In her book “Polyglot”, Kato Lomb advised her readers to believe themselves genius in learning languages. I think it is very important to have this belief, if not, we already set ourselves for failure. Somehow I had this belief ingrained in myself, always questioning my ability, “Will I be able to do it? What if I fail?”. I was a serial learner who tried my hands on a lot of things since my childhood. First the piano, guitar, and then French. Those took a lot of money, and I ended up selling my expensive guitar to a friend.
One reason maybe I was not diligent enough. I was enthusiastic at first but the motivation faded away. The only language I keep on working diligently is Japanese. At least, I did not learn it just for the sake of learning. I was interested in Japanese media and culture.
Another reason was the ingrained belief that I was stupid and would have a lot of difficulty in mastering something. I remembered working on my homework in elementary school and was called “stupid” by my parents for not being able to understand it quickly. Unfortunately it was reinforced every time even up until high school. I unconsciously thought that “It won’t work anyway” and that thought came true. Outwardly, I seemed like working hard, taking after school classes (similar to Japanese’ juku) almost every day, but these efforts were not very successful.

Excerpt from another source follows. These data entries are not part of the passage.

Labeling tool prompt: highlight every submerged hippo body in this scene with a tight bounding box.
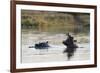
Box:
[29,41,50,49]
[35,41,50,49]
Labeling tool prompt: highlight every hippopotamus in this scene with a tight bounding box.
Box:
[62,33,78,60]
[29,41,50,49]
[35,41,50,49]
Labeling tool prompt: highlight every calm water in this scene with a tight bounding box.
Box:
[21,30,90,63]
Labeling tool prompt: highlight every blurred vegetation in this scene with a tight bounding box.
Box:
[21,10,90,34]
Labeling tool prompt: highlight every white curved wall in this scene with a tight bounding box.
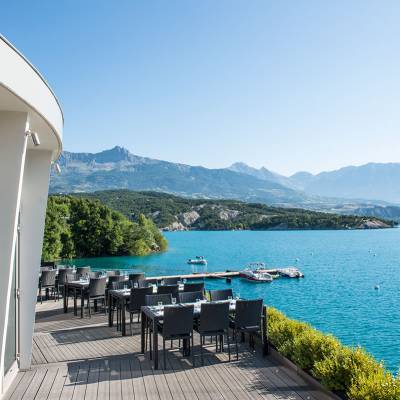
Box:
[0,36,63,397]
[0,35,63,157]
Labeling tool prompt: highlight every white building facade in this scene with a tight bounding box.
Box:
[0,36,63,396]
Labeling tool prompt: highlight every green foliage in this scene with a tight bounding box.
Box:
[71,190,396,231]
[267,307,400,399]
[42,196,168,260]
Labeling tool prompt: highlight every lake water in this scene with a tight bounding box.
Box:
[65,229,400,373]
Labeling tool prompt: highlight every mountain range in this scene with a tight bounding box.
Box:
[50,146,400,219]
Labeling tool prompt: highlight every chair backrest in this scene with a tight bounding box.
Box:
[58,268,75,285]
[163,305,194,337]
[107,270,121,277]
[41,269,57,286]
[162,277,181,285]
[41,261,56,269]
[107,275,125,288]
[145,293,172,306]
[66,273,77,282]
[111,280,133,290]
[76,266,91,277]
[209,289,233,301]
[89,271,104,279]
[144,278,159,286]
[199,302,230,333]
[137,279,150,288]
[234,299,263,329]
[128,272,145,283]
[183,282,204,293]
[88,277,107,297]
[178,291,204,304]
[129,286,154,311]
[157,284,179,297]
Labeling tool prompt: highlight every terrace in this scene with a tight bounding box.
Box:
[3,273,336,400]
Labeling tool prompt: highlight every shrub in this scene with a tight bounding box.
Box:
[267,307,400,399]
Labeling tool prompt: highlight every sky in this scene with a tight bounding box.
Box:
[1,1,400,176]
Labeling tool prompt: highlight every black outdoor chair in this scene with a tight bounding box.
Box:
[230,299,263,359]
[107,275,125,288]
[41,261,56,269]
[89,271,104,279]
[57,268,74,298]
[157,284,179,299]
[183,282,205,293]
[178,291,204,304]
[162,277,181,285]
[144,278,159,286]
[107,270,121,277]
[38,269,58,303]
[209,288,233,301]
[145,293,173,306]
[159,305,195,369]
[196,302,231,364]
[127,286,154,331]
[76,266,91,278]
[83,277,107,317]
[128,272,145,283]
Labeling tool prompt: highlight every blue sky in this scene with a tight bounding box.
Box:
[2,1,400,175]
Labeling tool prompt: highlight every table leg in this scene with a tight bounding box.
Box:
[73,289,77,316]
[108,293,114,327]
[81,290,84,318]
[63,284,68,313]
[121,298,126,336]
[153,318,158,369]
[141,311,146,353]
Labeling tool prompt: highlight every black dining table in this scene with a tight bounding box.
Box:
[140,300,237,370]
[108,284,185,336]
[63,280,89,317]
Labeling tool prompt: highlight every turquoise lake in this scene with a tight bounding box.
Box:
[65,229,400,373]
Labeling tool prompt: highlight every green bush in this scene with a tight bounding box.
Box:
[267,307,400,399]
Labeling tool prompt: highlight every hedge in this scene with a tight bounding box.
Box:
[267,308,400,399]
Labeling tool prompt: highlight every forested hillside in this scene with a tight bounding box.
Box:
[42,196,168,260]
[72,190,395,231]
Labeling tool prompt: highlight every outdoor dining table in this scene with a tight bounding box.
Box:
[108,284,185,336]
[140,300,237,370]
[63,280,89,317]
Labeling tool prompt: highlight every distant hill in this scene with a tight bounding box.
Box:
[51,146,315,206]
[71,190,395,231]
[50,147,400,214]
[289,163,400,204]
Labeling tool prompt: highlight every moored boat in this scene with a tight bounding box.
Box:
[187,256,208,265]
[240,262,273,282]
[277,267,304,278]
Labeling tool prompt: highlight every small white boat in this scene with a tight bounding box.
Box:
[240,263,273,282]
[277,267,304,278]
[187,256,207,265]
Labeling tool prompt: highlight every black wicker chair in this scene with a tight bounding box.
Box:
[159,305,195,369]
[145,293,172,306]
[83,277,107,317]
[178,291,204,304]
[127,286,154,331]
[209,289,233,301]
[57,268,74,298]
[38,269,58,303]
[107,270,121,277]
[128,272,145,283]
[157,284,179,299]
[162,277,181,285]
[183,282,205,293]
[230,299,263,359]
[76,266,91,278]
[196,302,231,364]
[89,271,104,279]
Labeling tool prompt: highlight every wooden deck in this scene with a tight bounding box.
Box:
[4,300,336,400]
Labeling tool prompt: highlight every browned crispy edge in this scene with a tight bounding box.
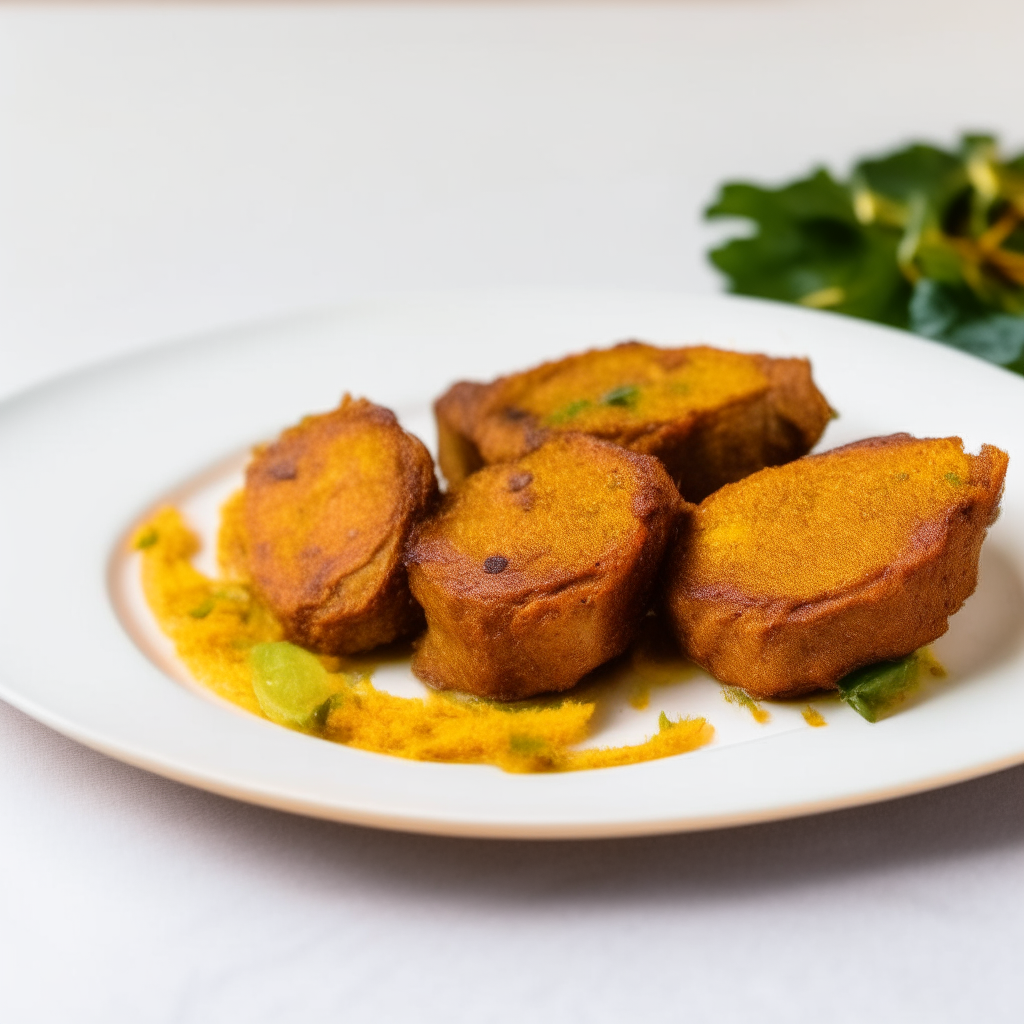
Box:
[434,381,488,488]
[664,435,1009,699]
[406,437,684,700]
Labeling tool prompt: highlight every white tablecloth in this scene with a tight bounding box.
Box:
[2,3,1022,1020]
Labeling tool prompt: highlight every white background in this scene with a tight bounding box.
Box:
[2,3,1023,1021]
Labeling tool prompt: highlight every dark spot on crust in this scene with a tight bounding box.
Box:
[503,407,529,421]
[483,555,509,574]
[267,460,298,481]
[507,471,533,492]
[305,556,342,600]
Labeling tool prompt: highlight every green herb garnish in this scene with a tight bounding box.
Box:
[707,134,1024,374]
[547,399,592,425]
[722,686,771,723]
[837,654,921,723]
[657,710,690,732]
[188,597,215,619]
[547,385,642,424]
[601,384,640,408]
[509,734,547,754]
[135,527,159,549]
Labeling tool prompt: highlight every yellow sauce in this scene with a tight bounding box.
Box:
[133,507,713,773]
[918,647,948,679]
[802,705,827,727]
[134,508,282,714]
[625,619,698,709]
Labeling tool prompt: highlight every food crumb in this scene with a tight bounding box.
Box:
[802,705,827,727]
[723,686,771,724]
[918,647,947,678]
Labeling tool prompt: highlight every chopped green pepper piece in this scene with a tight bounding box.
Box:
[601,384,640,408]
[250,641,343,731]
[722,686,771,723]
[135,527,159,549]
[188,597,215,619]
[509,734,547,754]
[837,654,921,722]
[547,399,592,425]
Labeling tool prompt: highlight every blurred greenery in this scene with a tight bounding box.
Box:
[706,134,1024,375]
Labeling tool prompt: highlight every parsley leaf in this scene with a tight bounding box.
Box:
[707,170,911,326]
[707,134,1024,374]
[910,280,1024,371]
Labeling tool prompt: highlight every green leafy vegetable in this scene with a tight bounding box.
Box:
[837,654,922,723]
[250,641,343,731]
[707,170,910,326]
[707,134,1024,374]
[910,280,1024,372]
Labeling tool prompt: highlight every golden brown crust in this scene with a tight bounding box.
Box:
[406,433,683,700]
[663,434,1009,698]
[434,341,832,500]
[434,381,488,486]
[244,395,439,655]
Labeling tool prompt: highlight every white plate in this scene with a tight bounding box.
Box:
[1,291,1022,839]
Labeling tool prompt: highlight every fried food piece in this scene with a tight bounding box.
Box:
[664,434,1009,698]
[406,433,681,700]
[244,396,438,654]
[435,341,832,500]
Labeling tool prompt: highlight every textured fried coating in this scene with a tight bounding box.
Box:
[406,433,682,700]
[664,434,1009,699]
[244,396,438,654]
[435,341,832,501]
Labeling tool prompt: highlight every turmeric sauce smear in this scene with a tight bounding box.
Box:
[133,505,713,773]
[801,706,827,728]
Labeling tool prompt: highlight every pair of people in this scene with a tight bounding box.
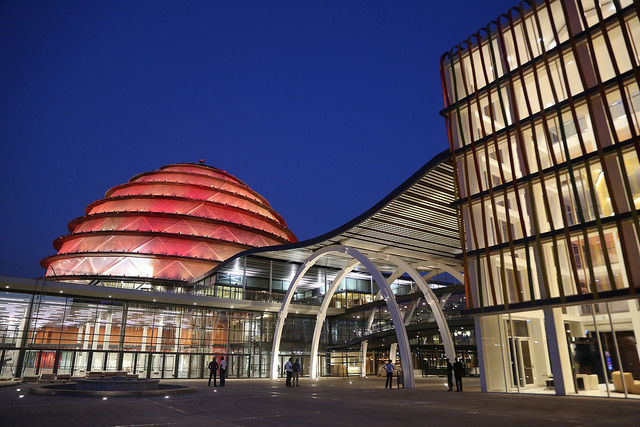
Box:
[284,357,301,387]
[208,355,226,387]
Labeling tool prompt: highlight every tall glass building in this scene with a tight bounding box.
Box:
[441,0,640,397]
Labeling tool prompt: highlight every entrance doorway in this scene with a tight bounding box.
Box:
[228,354,250,378]
[509,337,534,387]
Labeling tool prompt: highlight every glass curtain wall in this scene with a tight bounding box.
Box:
[478,298,640,398]
[443,0,640,399]
[444,0,640,310]
[0,292,288,379]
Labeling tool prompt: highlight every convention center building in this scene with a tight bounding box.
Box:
[1,0,639,399]
[1,156,470,390]
[441,0,640,397]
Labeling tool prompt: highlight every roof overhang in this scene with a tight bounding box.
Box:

I am grateful to educators who believe in children’s potential. Those such as Shinichi Suzuki and Montessori, who believed that children are not stupid, it was the system that is flawed. I am still doing my best, but this time believing in my potential and ability to succeed. My mother is always a fan of asking me, “What’s your plan if this proves to be a flop?”. Well, it’s not going to be a flop! In fact, it’s passing JLPT N1 or bust!